Can You Feel The Love Tonight
Die größte Qualität von „La La Land“ist aber ganz klar die Chemie zwischen Emma Stone und Ryan Gosling, die hier bereits zum dritten Mal gemeinsam vor der Kamera stehen. Stone liefert nach „Birdman“eine weitere, vielschichtige Performance als strauchelnde Schauspielerin Mia ab.
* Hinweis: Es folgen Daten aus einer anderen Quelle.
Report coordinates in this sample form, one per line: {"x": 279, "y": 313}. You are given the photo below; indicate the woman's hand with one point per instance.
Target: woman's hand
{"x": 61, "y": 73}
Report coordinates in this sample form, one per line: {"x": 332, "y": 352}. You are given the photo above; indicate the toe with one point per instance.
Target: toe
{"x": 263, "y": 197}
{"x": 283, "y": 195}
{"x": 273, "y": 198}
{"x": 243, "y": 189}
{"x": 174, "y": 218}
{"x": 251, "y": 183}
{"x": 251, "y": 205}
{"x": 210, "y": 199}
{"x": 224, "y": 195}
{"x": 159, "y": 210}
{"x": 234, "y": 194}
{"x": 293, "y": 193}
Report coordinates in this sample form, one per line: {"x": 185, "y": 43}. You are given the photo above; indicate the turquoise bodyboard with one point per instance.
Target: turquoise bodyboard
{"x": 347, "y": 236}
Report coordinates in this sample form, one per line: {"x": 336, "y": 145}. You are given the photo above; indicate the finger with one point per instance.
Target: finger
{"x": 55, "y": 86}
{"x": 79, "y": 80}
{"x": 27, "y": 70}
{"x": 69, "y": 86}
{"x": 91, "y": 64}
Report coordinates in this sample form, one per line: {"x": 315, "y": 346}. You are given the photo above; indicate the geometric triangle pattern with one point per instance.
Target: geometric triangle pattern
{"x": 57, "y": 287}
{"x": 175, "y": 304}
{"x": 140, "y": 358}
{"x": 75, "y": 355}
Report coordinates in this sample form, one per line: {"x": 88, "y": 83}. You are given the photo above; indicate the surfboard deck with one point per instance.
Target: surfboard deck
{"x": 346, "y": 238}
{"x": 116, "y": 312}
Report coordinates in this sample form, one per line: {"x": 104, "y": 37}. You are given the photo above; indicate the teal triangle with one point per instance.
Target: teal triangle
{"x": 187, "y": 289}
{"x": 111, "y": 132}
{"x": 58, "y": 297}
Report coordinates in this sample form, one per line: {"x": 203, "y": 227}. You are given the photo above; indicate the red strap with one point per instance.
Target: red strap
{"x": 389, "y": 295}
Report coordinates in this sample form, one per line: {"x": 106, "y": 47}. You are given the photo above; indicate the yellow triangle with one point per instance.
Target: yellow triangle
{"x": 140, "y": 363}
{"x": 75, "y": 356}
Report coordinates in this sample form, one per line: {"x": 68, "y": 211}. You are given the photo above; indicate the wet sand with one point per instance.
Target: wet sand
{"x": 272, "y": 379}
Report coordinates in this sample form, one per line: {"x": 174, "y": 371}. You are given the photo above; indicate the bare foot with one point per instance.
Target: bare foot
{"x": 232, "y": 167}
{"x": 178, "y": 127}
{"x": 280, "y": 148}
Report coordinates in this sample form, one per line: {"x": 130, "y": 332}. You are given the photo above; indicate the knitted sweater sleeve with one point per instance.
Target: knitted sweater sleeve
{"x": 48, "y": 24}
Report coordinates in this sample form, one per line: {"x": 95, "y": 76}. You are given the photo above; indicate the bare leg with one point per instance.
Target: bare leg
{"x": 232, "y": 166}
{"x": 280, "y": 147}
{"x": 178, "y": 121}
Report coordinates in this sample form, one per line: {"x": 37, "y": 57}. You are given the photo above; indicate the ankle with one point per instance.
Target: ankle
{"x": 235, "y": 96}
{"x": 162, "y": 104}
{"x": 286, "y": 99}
Sie ist taff und gleichermaßen verletzlich, witzig und ernst. Dass ihre Figur nie die Schwere einer Anne Hathaway aus „Les Misérables“erreicht, ist dem Skript geschuldet. Gosling kann seinem Sebastian da schon mehr Ebenen entlocken und begeistert vor allem dann, wenn er mit sardonischem Humor versucht, seine unendliche Liebe zu Mia zu verbergen. Beide sind als Paar so ungekünstelt und echt miteinander, dass man sie wirklich in einem Atemzug mit filmischen Vorbildern wie Fred Astaire und Ginger Rogers nennen könnte – auch wenn Stones und Goslings Talente eher beim Tanz als beim Gesang zu finden sind. Passend zum altmodisch-nostalgischen Unterton präsentiert sich „La La Land“im alten CinemaScope-Bildverhältnis von 2.55:1 und brilliert dabei mit seinen lebhaften Farben und gutem Detailgrad, der selbst in dunkleren Szenen nur marginal leidet. Der Star bei einem Musical dieser Qualität ist aber natürlich der Sound, der eines der bisher besten Klangerlebnisse überhaupt bietet. Die Abmischung und Räumlichkeit des Tracks dürften jeden Surround-Fan zufrieden stellen. Das umfangreiche Bonusmaterial mit zahlreichen Featurettes rundet die technisch gelungene Blu-ray dann ab. „La La Land“ist am Ende ein Musical, bei dem man gerne geteilter Meinung sein darf. Er hat seine Schwächen und ist definitiv nicht das Ausnahmewerk, zu dem es viele erhoben haben. Ein cineastisches Erlebnis ist er aber trotzdem.